Cisco vManage / SD-WAN Manager: The Operator's Guide

Cisco vManage (renamed Cisco Catalyst SD-WAN Manager around the 20.x release in 2023) is the operator-facing component of the Cisco SD-WAN fabric. It is where you configure templates, push policy, monitor the fabric, audit operator actions, push software upgrades, and manage certificates. If your operators are unhappy with vManage, they are unhappy with the SD-WAN deployment.

This article walks through what vManage actually is, the constructs you work with daily (feature templates, device templates, policies, dashboards), the REST API surface for automation, the HA model, and the operational realities of running it at scale. If you are configuring your first vManage cluster, training new operators, or just trying to figure out where a particular setting lives, this is the reference.

What vManage Actually Is

vManage is a heavyweight VM-based application combining several roles:

Web UI for operators (HTTPS, role-based access, IdP integration)
REST API for automation - the SD-WAN API surface used by Ansible/Terraform/custom scripts
Template engine that generates per-WAN Edge configurations from operator-authored templates
Policy engine that compiles intent-style policies into OMP attribute manipulations and per-edge ACLs
Telemetry collector ingesting metrics and logs from every WAN Edge
Monitoring database (the bulk of vManage's resource footprint)
Software image repository for cEdge and vEdge firmware
Certificate authority for the fabric's mutual-TLS authentication
Application Quality of Experience (AppQoE) reporting backend

The deployment model is a clustered set of identical VMs (3 nodes minimum, 6 for large fabrics) with a shared database backend. Each cluster member runs the same application stack; load balancers (or DNS) distribute operator UI sessions across them.

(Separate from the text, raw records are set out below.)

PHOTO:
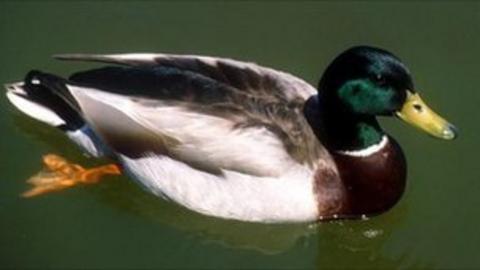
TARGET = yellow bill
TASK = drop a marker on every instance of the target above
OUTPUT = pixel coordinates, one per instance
(418, 114)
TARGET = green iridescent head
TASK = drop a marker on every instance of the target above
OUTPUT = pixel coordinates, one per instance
(366, 81)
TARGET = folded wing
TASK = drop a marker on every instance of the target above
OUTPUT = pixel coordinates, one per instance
(210, 113)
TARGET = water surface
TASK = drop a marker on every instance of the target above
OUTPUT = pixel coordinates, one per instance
(115, 224)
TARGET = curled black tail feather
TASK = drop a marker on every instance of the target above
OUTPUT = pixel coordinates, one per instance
(51, 92)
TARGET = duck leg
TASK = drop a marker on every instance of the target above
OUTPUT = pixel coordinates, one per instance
(59, 174)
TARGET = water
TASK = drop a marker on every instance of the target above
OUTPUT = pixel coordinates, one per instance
(115, 224)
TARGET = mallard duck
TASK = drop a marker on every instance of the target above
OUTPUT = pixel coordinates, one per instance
(233, 139)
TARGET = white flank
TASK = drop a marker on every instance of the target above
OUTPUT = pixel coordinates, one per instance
(32, 109)
(88, 141)
(367, 151)
(203, 139)
(232, 195)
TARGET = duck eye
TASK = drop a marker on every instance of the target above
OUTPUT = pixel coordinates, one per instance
(380, 79)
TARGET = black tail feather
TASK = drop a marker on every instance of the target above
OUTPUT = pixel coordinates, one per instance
(51, 92)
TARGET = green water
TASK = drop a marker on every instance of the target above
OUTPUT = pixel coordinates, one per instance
(115, 224)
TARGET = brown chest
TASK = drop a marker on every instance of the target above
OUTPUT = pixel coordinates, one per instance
(366, 183)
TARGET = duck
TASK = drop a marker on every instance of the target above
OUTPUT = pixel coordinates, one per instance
(234, 139)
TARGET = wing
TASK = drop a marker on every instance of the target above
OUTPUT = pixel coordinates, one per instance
(249, 77)
(210, 113)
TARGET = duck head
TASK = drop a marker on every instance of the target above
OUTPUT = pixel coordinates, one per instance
(365, 82)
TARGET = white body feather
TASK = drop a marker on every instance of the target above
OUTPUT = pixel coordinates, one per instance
(283, 190)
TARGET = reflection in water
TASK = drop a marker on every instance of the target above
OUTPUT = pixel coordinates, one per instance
(359, 240)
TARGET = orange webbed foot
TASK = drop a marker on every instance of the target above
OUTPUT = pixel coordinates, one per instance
(59, 174)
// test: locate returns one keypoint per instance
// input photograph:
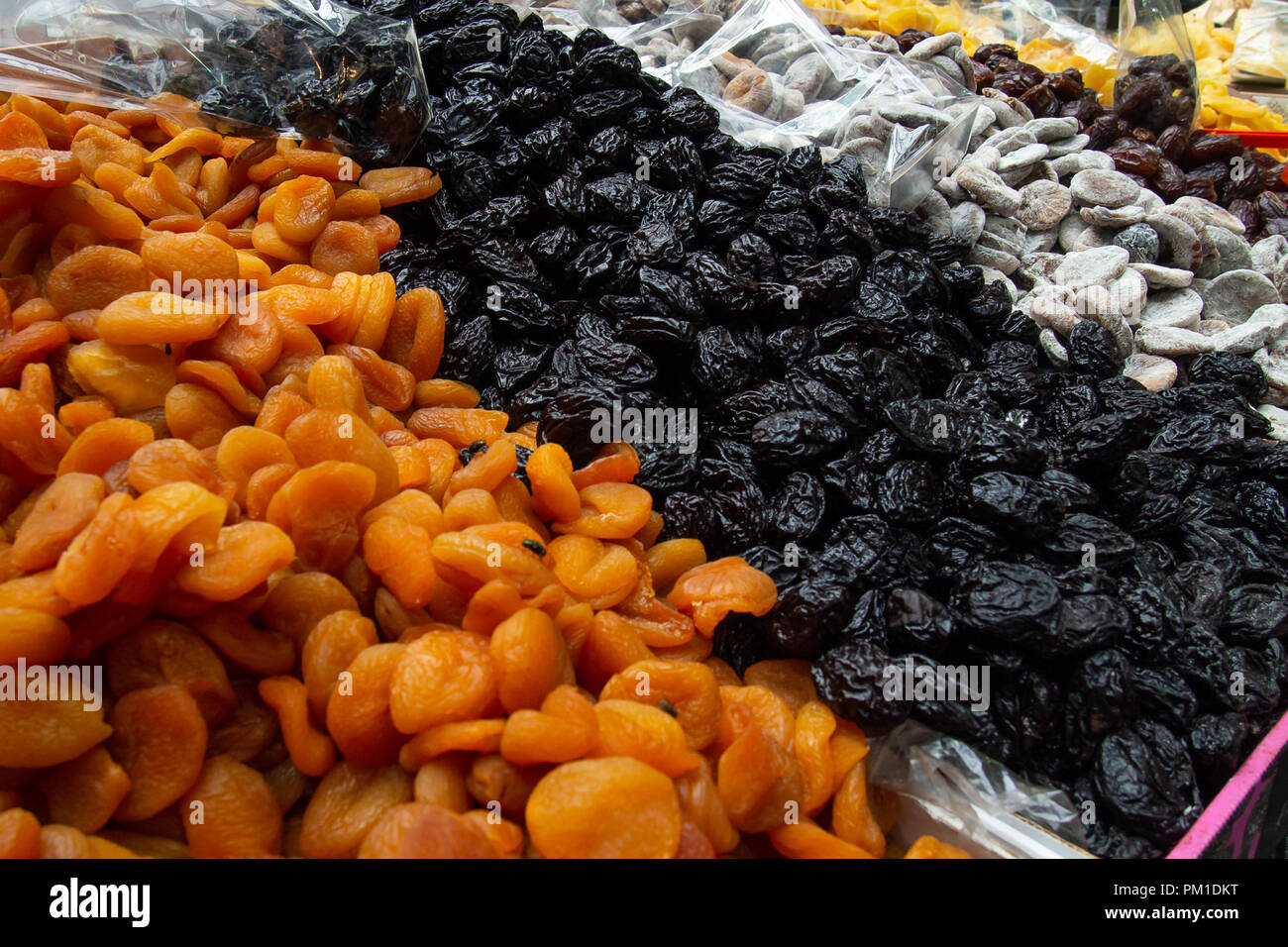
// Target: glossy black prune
(876, 427)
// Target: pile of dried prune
(877, 428)
(329, 75)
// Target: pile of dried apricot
(340, 609)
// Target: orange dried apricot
(424, 830)
(231, 812)
(347, 804)
(713, 589)
(604, 808)
(159, 737)
(439, 678)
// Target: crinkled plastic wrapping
(1149, 34)
(780, 78)
(973, 796)
(1261, 47)
(261, 67)
(1037, 26)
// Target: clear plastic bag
(1157, 82)
(951, 789)
(777, 76)
(259, 67)
(1261, 47)
(1039, 31)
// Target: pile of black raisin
(877, 428)
(349, 84)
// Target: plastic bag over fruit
(1157, 82)
(953, 791)
(1042, 34)
(1261, 48)
(778, 77)
(266, 67)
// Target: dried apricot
(604, 808)
(160, 740)
(439, 678)
(231, 812)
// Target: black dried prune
(910, 492)
(853, 678)
(1016, 501)
(1134, 784)
(786, 438)
(880, 429)
(1009, 600)
(1216, 746)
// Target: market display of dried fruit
(576, 497)
(340, 605)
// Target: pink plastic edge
(1228, 800)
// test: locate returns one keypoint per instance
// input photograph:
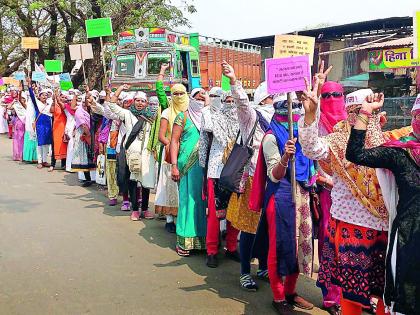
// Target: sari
(59, 125)
(191, 222)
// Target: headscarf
(225, 122)
(411, 143)
(177, 104)
(195, 91)
(81, 117)
(305, 168)
(332, 108)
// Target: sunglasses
(331, 94)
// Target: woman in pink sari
(19, 127)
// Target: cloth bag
(232, 172)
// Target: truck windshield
(126, 65)
(154, 62)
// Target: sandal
(247, 283)
(299, 302)
(181, 252)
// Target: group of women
(357, 187)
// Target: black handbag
(232, 172)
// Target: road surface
(64, 251)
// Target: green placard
(66, 85)
(53, 66)
(99, 27)
(225, 83)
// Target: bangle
(365, 121)
(365, 112)
(281, 163)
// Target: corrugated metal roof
(400, 42)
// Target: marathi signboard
(294, 45)
(416, 34)
(99, 27)
(392, 59)
(287, 74)
(30, 43)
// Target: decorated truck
(194, 60)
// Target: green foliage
(61, 22)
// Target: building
(373, 53)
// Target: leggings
(280, 288)
(246, 245)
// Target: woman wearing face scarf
(238, 212)
(43, 124)
(83, 154)
(289, 224)
(138, 120)
(191, 222)
(59, 147)
(356, 235)
(166, 203)
(224, 130)
(402, 198)
(332, 111)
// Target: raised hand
(228, 71)
(164, 67)
(322, 75)
(373, 102)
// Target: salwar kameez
(191, 223)
(59, 125)
(18, 139)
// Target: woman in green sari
(191, 223)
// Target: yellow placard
(294, 45)
(416, 34)
(10, 81)
(30, 42)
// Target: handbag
(232, 172)
(167, 151)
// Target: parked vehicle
(195, 60)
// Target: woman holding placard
(43, 125)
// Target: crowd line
(215, 155)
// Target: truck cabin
(138, 60)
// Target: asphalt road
(64, 251)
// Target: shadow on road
(224, 280)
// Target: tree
(59, 23)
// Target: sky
(237, 19)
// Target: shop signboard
(392, 59)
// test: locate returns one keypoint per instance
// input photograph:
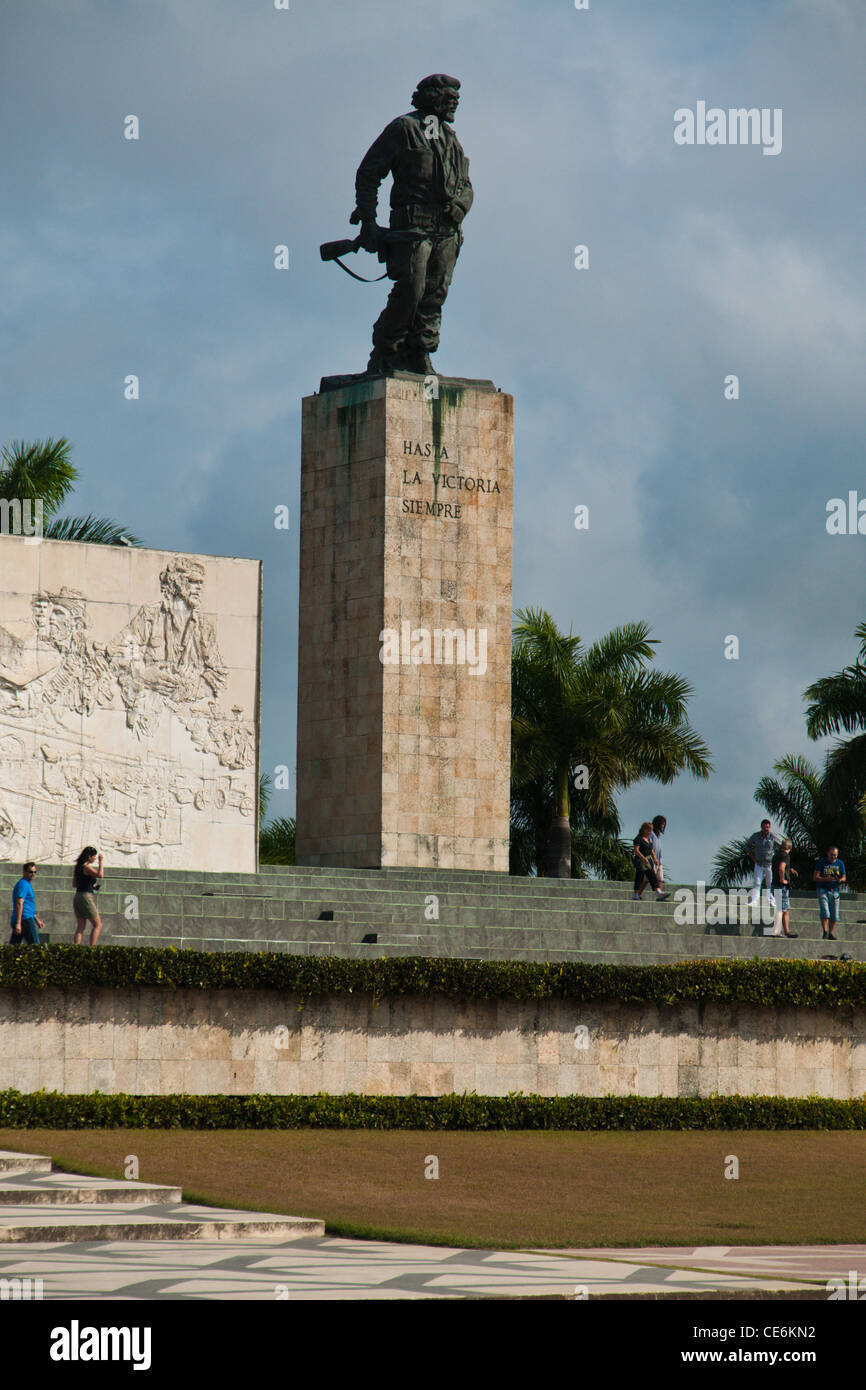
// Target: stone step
(288, 877)
(13, 1164)
(53, 1207)
(57, 1193)
(63, 1223)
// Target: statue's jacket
(431, 188)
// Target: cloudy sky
(706, 516)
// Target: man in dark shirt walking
(430, 198)
(24, 920)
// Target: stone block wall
(225, 1041)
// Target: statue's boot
(382, 363)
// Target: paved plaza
(338, 1269)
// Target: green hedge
(50, 1109)
(770, 983)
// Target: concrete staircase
(39, 1204)
(421, 912)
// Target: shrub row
(50, 1109)
(772, 983)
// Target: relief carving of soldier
(168, 651)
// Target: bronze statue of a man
(430, 198)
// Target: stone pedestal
(405, 631)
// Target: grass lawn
(505, 1189)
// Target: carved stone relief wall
(128, 705)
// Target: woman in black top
(86, 879)
(645, 863)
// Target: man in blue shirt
(24, 920)
(829, 877)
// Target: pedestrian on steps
(645, 863)
(86, 880)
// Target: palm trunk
(559, 844)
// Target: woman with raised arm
(86, 880)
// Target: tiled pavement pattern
(480, 916)
(811, 1262)
(91, 1237)
(345, 1269)
(39, 1205)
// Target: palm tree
(42, 471)
(597, 847)
(599, 708)
(277, 840)
(838, 705)
(277, 843)
(802, 801)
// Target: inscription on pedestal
(405, 626)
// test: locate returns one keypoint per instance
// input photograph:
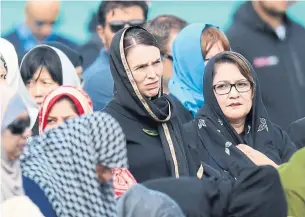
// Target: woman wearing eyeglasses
(233, 125)
(15, 128)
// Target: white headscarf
(14, 80)
(70, 77)
(11, 180)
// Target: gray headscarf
(11, 180)
(140, 201)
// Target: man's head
(165, 28)
(115, 15)
(41, 16)
(274, 8)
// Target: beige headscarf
(11, 106)
(14, 80)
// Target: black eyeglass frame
(233, 85)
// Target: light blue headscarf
(186, 83)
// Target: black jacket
(280, 64)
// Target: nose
(151, 72)
(46, 30)
(27, 133)
(234, 93)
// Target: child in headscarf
(15, 128)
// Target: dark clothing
(155, 143)
(296, 132)
(216, 139)
(20, 50)
(257, 192)
(36, 194)
(90, 50)
(279, 63)
(183, 114)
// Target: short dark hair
(41, 56)
(137, 35)
(162, 26)
(107, 6)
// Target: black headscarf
(159, 110)
(75, 57)
(220, 138)
(257, 193)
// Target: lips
(153, 85)
(235, 104)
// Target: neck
(274, 21)
(238, 126)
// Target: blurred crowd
(155, 117)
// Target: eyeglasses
(116, 26)
(167, 56)
(226, 87)
(40, 23)
(18, 127)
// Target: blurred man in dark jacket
(274, 44)
(40, 18)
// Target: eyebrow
(146, 64)
(226, 81)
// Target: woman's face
(14, 137)
(41, 84)
(235, 105)
(61, 111)
(146, 67)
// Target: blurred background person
(37, 28)
(140, 201)
(296, 131)
(15, 128)
(165, 28)
(91, 49)
(274, 44)
(74, 56)
(112, 16)
(14, 80)
(192, 49)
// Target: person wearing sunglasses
(40, 19)
(112, 16)
(15, 128)
(165, 28)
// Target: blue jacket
(98, 81)
(38, 197)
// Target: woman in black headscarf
(233, 125)
(154, 134)
(257, 192)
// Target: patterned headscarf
(63, 163)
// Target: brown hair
(212, 35)
(236, 59)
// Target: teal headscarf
(186, 83)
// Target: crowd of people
(155, 117)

Templates: The Core Operating Concept

vManage's central abstraction is the template. Instead of configuring each WAN Edge directly, you author templates that describe what a class of edges should look like, then attach edges to a template.

Two layers of templates:

Feature template

Describes

One feature on a device (interface config, OMP, BGP, NAT, AAA, NTP, etc.)

GranularityPer-feature

Device template

Describes

The full configuration of a device, composed of feature templates

GranularityPer-device-class

The pattern: build a library of feature templates (one per concern: Interface-WAN, Interface-LAN, OMP-Default, BGP-Branch, etc.), then assemble them into device templates per branch type (Branch-Small, Branch-Large, Hub-Primary, Hub-Backup). Attach the WAN Edges to the appropriate device template.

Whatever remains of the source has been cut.